Comme le commun des mortels, Frida Kahlo et Diego Rivera avaient «des problèmes de couple, des problèmes financiers et de santé, c'est ce que tente de montrer cette exposition», explique Cristina Kahlo, cousine de l'artiste et curatrice de l'exposition.

«Une dose de «quinine» et une purge d'huile de ricin très forte» sont les substances que Frida indique avoir ingurgité pour tenter, sans y parvenir, de provoquer son avortement lorsqu'elle vivait dans la ville de Detroit, aux États-Unis, raconte-t-elle dans une lettre envoyée à son ami médecin Leo Eloesser.

Les sentiments contradictoires provoqués par cette grossesse de deux mois se reflètent dans sa correspondance.

«Je ne suis pas forte et la grossesse m'affaiblira encore davantage», dit-elle à son médecin, auquel elle confie que «Diego ne semble pas très intéressé d'en avoir un (un enfant) parce qu'il est trop absorbé par son travail».

Frida demande à son ami Leo, résident à New York, qu'il explique au médecin de Detroit les problèmes de santé dont elle souffre.

«Comme la loi interdit l'avortement, peut-être que (le docteur) a peur et après il sera trop tard pour réaliser l'opération», s'inquiète Frida, qui raconte dans une lettre ultérieure qu'elle a finalement perdu le bébé.

«J'espérais tellement avoir un petit Diego que j'ai beaucoup pleuré», écrit-elle.

Morphine et amants

L'exposition permet au visiteur d'arpenter la maison-atelier de Diego Rivera, un bijou architectural situé dans le quartier de San Angel à Mexico, conçu par l'architecte Juan O'Gorman.

Les supplices vécus par Frida en 1950 après plusieurs opérations de la colonne vertébrale sont décrits dans une autre lettre qu'elle dicte à sa soeur Matilde.

Dans ce courrier, la peintre révèle qu'elle ne supporte pas la morphine, témoignage qui contredit la thèse selon laquelle son addiction aux médicaments aurait provoqué sa mort.

Dans ces lettres, on peut découvrir aussi que sa santé fragile ne l'a pas empêchée d'avoir des amants, parmi lesquels son grand ami, le photographe américain d'origine hongroise Nickolas Muray, qui vivait alors à New York.

En 1939, elle lui écrit depuis sa maison de Coyoacan pour lui dire toute la peine que lui cause son divorce imminent avec Diego, tout en lui avouant dans la même lettre la jalousie qu'elle éprouve après le mariage récent de son amant new-yorkais.

«Envoie-moi par la poste le petit coussin, je ne veux que personne d'autre l'ait». «Si tu peux, et si ça ne pose pas trop de problèmes, ne va pas avec elle à Coney Island, spécialement à l'Half Moon. Retire ma photo sur la cheminée».

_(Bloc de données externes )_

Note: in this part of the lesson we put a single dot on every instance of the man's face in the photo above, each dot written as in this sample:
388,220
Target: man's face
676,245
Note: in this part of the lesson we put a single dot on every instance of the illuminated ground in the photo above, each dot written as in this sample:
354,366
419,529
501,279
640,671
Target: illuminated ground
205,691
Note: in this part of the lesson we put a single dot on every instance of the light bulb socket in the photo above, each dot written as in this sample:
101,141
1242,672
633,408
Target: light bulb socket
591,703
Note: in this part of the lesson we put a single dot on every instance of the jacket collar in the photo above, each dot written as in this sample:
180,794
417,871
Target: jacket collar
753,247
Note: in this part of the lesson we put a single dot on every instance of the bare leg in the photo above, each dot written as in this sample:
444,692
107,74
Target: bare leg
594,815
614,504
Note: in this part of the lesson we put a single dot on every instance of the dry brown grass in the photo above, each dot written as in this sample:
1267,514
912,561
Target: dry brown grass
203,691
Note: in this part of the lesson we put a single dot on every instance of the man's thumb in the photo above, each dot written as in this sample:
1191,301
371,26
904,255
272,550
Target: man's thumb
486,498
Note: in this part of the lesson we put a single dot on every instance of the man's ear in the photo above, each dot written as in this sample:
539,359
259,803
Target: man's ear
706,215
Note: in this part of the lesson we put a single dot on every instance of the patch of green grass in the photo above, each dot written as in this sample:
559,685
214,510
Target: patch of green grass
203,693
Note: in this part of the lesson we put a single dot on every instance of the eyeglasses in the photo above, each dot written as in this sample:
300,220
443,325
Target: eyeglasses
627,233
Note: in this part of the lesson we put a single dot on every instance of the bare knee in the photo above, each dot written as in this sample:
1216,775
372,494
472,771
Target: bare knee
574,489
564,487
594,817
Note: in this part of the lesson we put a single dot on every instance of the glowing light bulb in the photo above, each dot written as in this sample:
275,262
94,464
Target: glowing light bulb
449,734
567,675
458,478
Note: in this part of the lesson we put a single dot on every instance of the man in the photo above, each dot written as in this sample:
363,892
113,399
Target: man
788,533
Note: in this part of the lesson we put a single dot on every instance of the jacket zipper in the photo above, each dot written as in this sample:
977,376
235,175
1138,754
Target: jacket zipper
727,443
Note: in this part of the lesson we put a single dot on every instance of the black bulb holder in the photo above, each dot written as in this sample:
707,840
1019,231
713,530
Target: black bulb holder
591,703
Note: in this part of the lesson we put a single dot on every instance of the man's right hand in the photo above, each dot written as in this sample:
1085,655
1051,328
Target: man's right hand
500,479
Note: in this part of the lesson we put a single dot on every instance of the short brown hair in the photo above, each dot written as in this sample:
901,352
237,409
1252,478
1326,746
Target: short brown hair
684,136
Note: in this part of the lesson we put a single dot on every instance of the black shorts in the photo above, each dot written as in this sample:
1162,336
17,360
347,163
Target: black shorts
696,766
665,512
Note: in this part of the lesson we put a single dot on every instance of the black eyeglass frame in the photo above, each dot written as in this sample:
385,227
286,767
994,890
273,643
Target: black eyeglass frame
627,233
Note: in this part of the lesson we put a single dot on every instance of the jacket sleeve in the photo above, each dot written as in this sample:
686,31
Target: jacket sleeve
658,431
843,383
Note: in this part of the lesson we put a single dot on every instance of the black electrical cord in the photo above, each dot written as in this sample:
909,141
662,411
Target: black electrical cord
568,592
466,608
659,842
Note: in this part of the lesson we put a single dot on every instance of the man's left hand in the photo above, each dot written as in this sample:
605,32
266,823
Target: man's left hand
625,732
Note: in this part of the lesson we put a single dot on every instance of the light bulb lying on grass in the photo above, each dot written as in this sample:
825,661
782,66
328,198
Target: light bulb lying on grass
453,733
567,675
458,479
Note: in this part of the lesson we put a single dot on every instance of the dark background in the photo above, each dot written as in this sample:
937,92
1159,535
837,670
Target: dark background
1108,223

Dans une autre lettre, Frida Kahlo demande à la célèbre actrice mexicaine Dolores del Rio, installée à Los Angeles, un prêt de 250 $, ne voulant pas les demander à Diego par orgueil.

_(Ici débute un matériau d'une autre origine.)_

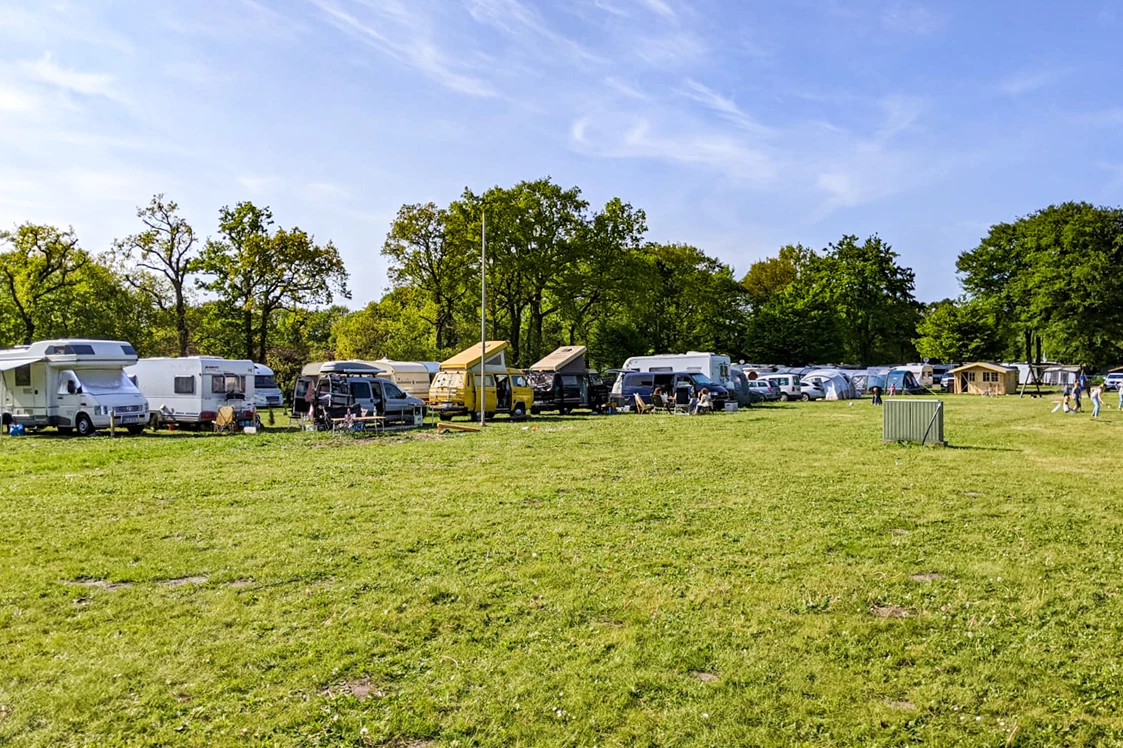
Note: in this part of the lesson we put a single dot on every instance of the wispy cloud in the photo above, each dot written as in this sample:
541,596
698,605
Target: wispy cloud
408,44
905,17
90,84
1031,80
727,108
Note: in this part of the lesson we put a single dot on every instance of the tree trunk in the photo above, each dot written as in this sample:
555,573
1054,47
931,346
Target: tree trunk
247,330
181,320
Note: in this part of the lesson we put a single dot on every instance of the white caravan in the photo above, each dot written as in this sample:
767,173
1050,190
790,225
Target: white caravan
412,376
71,385
192,389
715,367
266,392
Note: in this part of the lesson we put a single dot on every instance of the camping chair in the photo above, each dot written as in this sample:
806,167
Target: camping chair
225,420
683,400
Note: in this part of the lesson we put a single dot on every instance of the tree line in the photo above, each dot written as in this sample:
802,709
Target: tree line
562,272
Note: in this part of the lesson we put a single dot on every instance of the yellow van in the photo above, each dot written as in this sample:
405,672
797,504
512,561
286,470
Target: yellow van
455,390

Diego, «indigné» d'apprendre qu'elle a sollicité un prêt dans son dos, intervient alors auprès de Dolores pour s'excuser et lui envoyer un chèque pour la rembourser.

Frida Kahlo, dont le talent n'a été reconnu qu'après sa mort en 1954, fait aujourd'hui partie des artistes latino-américains les plus cotés au monde. Elle est notamment célèbre pour ses autoportraits.